As if hacking someone’s fingerprints from a mere image wasn’t bad enough, the latest developments in the world of cybersecurity highlight a new potential threat: cracking into your bank account using an artificial impersonation of your voice.
After successfully penetrating automated and human voice verification systems using a widely available voice-morphing tool, researchers from the University of Alabama at Birmingham discovered that voice-based user authentication systems are vulnerable to voice impersonations.
Their findings were presented at the European Symposium on Research in Computer Security (ESORICS) earlier this month, and illustrated how advances in automated speech synthesis enable attackers to create models that very closely resemble the victim’s voice, which can then be used to speak any select message in that voice.
“The consequences of such a clone can be grave.

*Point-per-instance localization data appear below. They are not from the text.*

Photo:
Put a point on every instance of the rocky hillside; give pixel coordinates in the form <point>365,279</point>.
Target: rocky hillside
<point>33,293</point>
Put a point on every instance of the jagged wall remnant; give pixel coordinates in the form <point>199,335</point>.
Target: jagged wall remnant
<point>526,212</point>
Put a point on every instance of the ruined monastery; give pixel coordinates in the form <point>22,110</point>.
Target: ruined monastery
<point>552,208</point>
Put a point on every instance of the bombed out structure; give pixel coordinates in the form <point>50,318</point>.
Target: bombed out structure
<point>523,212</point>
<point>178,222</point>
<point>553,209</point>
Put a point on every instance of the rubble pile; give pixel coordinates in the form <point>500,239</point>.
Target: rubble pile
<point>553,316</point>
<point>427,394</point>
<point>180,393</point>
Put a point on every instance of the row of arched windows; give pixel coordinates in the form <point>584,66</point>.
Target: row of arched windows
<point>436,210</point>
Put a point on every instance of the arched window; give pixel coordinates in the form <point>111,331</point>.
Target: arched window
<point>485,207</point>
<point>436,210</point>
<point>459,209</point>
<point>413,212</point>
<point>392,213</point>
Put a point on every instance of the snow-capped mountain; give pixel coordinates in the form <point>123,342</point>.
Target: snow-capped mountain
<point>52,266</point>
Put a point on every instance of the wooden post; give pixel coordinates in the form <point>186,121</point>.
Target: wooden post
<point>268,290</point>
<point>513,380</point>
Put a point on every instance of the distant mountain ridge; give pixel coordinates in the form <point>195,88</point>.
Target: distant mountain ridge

Because voice is a characteristic unique to each person, it forms the basis of the authentication of the person, giving the attacker the keys to that person’s privacy,” explains Nitesh Saxena, the director of the Security and Privacy In Emerging computing and networking Systems (SPIES) lab and associate professor of computer and information sciences at UAB.

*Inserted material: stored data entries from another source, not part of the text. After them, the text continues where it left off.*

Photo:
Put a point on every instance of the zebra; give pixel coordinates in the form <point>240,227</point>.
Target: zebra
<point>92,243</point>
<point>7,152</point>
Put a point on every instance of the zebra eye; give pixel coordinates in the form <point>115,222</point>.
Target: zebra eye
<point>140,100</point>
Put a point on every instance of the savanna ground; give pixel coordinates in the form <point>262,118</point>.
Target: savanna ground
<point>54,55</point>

Worse — the cloning process requires but a few minutes’ worth of audio sample, meaning that hackers can technically gather the audio reel from online videos posted on YouTube, podcasts, phone calls, or even by collecting samples in person with a microphone.

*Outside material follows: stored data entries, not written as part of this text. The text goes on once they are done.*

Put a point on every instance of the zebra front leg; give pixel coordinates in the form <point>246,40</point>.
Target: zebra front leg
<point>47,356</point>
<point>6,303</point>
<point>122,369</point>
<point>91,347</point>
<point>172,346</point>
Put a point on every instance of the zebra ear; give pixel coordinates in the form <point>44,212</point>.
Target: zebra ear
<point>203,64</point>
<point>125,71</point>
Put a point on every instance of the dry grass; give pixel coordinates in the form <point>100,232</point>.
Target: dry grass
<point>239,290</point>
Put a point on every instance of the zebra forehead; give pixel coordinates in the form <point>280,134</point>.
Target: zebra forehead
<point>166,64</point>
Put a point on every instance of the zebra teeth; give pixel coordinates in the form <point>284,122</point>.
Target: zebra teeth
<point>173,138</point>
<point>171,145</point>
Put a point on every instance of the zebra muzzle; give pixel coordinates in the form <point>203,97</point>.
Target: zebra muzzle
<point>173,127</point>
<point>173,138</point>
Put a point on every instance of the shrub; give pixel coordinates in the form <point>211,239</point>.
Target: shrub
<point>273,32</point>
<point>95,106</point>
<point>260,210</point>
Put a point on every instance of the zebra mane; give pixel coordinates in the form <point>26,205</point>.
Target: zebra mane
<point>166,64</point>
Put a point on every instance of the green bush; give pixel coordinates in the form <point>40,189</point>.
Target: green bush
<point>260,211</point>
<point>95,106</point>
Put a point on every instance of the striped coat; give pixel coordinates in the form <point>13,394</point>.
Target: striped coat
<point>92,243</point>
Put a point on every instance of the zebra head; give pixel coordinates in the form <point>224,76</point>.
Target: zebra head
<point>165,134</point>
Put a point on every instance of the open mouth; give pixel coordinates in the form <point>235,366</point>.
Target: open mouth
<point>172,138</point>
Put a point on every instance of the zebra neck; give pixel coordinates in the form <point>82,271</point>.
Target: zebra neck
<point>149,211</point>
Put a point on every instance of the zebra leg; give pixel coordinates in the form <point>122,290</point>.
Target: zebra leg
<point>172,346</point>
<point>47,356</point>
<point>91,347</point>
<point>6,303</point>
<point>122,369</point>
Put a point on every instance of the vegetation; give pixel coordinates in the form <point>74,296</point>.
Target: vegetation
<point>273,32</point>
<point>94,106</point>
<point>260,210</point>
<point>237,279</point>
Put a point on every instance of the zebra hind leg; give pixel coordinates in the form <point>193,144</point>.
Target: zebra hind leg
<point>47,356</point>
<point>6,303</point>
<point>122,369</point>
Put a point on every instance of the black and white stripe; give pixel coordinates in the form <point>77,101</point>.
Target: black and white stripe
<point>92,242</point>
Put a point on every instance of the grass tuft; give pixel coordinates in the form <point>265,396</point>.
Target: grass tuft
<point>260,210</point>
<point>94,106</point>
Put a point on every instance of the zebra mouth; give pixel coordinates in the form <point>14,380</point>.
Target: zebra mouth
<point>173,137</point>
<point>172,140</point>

“People often leave traces of their voices in many different scenarios. They may talk out loud while socializing in restaurants, giving public presentations or making phone calls, or leave voice samples online,” Saxena adds.
Testing their theory in the wild, the researchers achieved an 80 to 90% success rate fooling the automated “state-of-the-art” voice biometric systems employed by major banks and credit card companies. The proliferation of voice recognition technology is moving beyond hassle-free banking, widely becoming accepted a substitute for PIN locking phones, or even in place of keys used to access many government buildings.
Outside of unbridled access to users’ private data and its accompanying damage, morphed voice samples can also lead to character assassinations creation of false testimony in court.
When testing the mimicked audio samples against humans, the team still managed to convince the authenticators 50% of time, but as voice-morphing technology improves, this ratio will surely increase.
So, if contemporary verification algorithms are this vulnerable, what are the probable solutions? Since preventing audio clips from being stolen is unrealistic in this day and age, the best defense requires the development of voice verification systems that test the live presence of the speaker. The University of Alabama is now striving to answer this question in the most logical and economic way possible.